At dense-phase pneumatic conveying specialist Air-Tec, Calderara di Reno, Italy, for example, customers' desire to handle products with vastly different levels of abrasiveness is driving developments.

The company has installed conveyors at many chemical plants. "The most common challenge that we have to face is the abrasiveness of the product," says marketing and communication manager Fulvia Lombardo.

"Abrasive materials can wear the conveying line and be damaged by high-velocity transportation; thus we find the lower conveying velocity of a dense-phase system best. This lower speed, combined with a reduced amount of compressed air or other gases, avoids pipe wear, preserves the integrity of the product and contributes greatly to reduced maintenance costs," she adds.

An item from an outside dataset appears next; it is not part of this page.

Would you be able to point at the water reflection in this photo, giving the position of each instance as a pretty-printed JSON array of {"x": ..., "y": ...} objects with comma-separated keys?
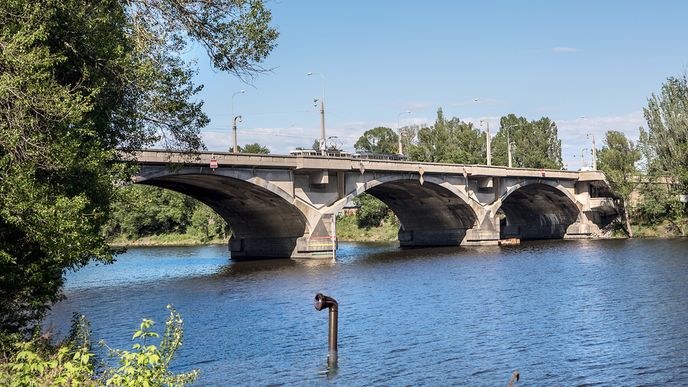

The company uses air boosters to introduce gas into the conveying systems to reduce friction inside the pipes, and relies on anti-wear cast iron elbows to extend downtime intervals.

Air-Tec has just completed a project at the research center of a major European-based supplier of specialty cross-linkage compounds. The challenge here was to convey one metric ton of polyvinylidene fluoride (PVDF) powder per hour over a distance of 30 meters. The conveyor also had to be usable with materials both more abrasive and fragile than PVDF, and ensure the quality of all products during handling procedures.

To achieve this, the company installed a TPA (Air-Tec Pneumatic Transport) system, its most advanced offering, which provides greater flexibility and control of transport cycles. Material is discharged into the TPA from bags and conveyed the 30 meters to two hoppers with load cells connected to gravimetric feeders. Valves allow PVDF into the hopper; they close when the target weight has been reached (Figure 1).

"This solution has also met the requirement for flexibility and can be used to convey other materials with different levels of abrasiveness and fragility that might be present in the client laboratory," says Lombardo.

In a sign of what's to come, Air-Tec's research and development department is working on combining different ratios of air and inert gases to boost conveying efficiencies and save energy. In collaboration with engineers at the University of Bologna, Italy, the company has developed a mathematical model that enables plants to "drastically" reduce energy consumption during transport of any product, says Lombardo.

FLOWABILITY
Speaking at a bulk solids conference in Guangzhou, China, on May 20th, Jaime A Gómez, global business development manager for K-Tron, Pitman, N.J., pointed out that many variables must be considered when deciding how best to implement a pneumatic conveying strategy. However, he emphasized that the first priority is to address material flowability (Figure 2).